So there you are, out on the first trip of the year — tuna on the brain — when the captain starts shouting: “Get ready guys, there’s a huge school ahead of the boat!”
Are you ready?
Don’t wait till the last second to prepare your gear, get yourself primed and ready well before you leave the dock for the first trip of the season.
It’s never too early to start getting ready for the upcoming fishing season. There are several different areas of preparation, including tackle, gear, boat maintenance, research and even personal health and conditioning. Get up to speed on all fronts.
On the El Gato Dos, when preparing for a trip we treat every situation the same way — eliminate any problem you have control over.
We look at fishing as a game of putting things in our favor, or weighing the odds to benefit the angler. Unfortunately, some things are out of our control. We can’t do anything about the weather, wind and current, so those are out. But you will have control over just about everything else.
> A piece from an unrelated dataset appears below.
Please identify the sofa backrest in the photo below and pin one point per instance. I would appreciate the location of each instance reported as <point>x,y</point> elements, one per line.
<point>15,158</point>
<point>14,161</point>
Never wait until the last minute to check out your tackle. As spring arrives, tackle shops become busier and they often get backlogged with repairs and servicing. So make a plan and give yourself a deadline to have all of fishing tackle in prime working condition.
Your fishing rods should be checked periodically for cracked guides, and jammed reel seats. I like to use a Q-tip to rub the inside of each guide. This way, if there are any cracks in the ceramic, they will grab pieces of the Q-tip, and show you where imperfections are and if repairs need to be made. Make sure all of your roller guides are in top shape and rolling effortlessly. You may need to clean and lubricate them. Scales can often get jammed in your reel seat. Make sure to clean them out so they can be tightened and loosened easily.
Reels should be serviced once a year. My best advice is to buy Spectra or braided line. It will be the best investment for your reels that you can make. All the reels on the El Gato Dos are rigged with different sizes of Spectra with monofiliment or fluorocarbon top-shots. In the long run, you will spend less money on mono if you are only replacing the top length of line. It’s better for the environment as well, if you are not tossing old line in the trash. Most tackle shops recycle line. Please make sure your line ends up there and not in the trash.
Go through and test each and every reel you plan on using on the boat. Make notes of any issues you find and bring them in for servicing or learn how to do it yourself. If you do go to a tackle shop, keep in mind that it may take a few weeks to get your reels repaired and serviced.
Health and Conditioning
Every year I see guys come out, reel in a single tuna, and they are completely wiped out. The off season is a great time to make some life changes and start getting in shape. If that’s asking too much, then a few weeks before your fishing trip, start considering the effects your eating/drinking habits will have on your performance at the rail.
If you’re looking for a cut-and-dry simple way to lose weight, replace half of your plate with fruits or vegetables at each meal.
The better shape you are in, the longer you are going to be able to fish. Drink more water before your trip and don’t go out partying when you have to be at the dock at 5 a.m. It always seems like a waste to spend a few grand on a private charter and show up with a hangover.
Practice casting and practice tying knots. Take your favorite jigging rod and head down to a local lake or bay and practice casting that Tady 45. Aim at a certain spot in the water and see how many times in a row you can hit that same spot. Take your bait rod and practice casting plastics that are approximately the same size and weight as a live sardine or anchovy.
This will make you more proficient in casting and ready when the time comes.
Learn what knots work for you. There is no “best” knot, so use the one you can tie the easiest. We use a single San Diego for 95 percent of our connections and have seen next to no failure. For Specta-to-mono connections we use the Albright knot.
Do your homework. With money being tight these days, it’s more important than ever to pick the right boat to go out on. Read the fishing reports on Bloodydecks to see which boats guys like and the one’s to stay away from.
In Southern California, we can usually bank on August and September as being the best bets for offshore fishing in the one- to three-day trip range. It’s not a bad idea to book at least one trip now, or soon, so you have one on the books to look forward to. Nothing is more painful than learning of a hot bite with no way to get on it.
At the end of the day, a prepared angler who is in good shape, fishing with a clear head, fresh line, sharp hooks and good tackle will catch more fish.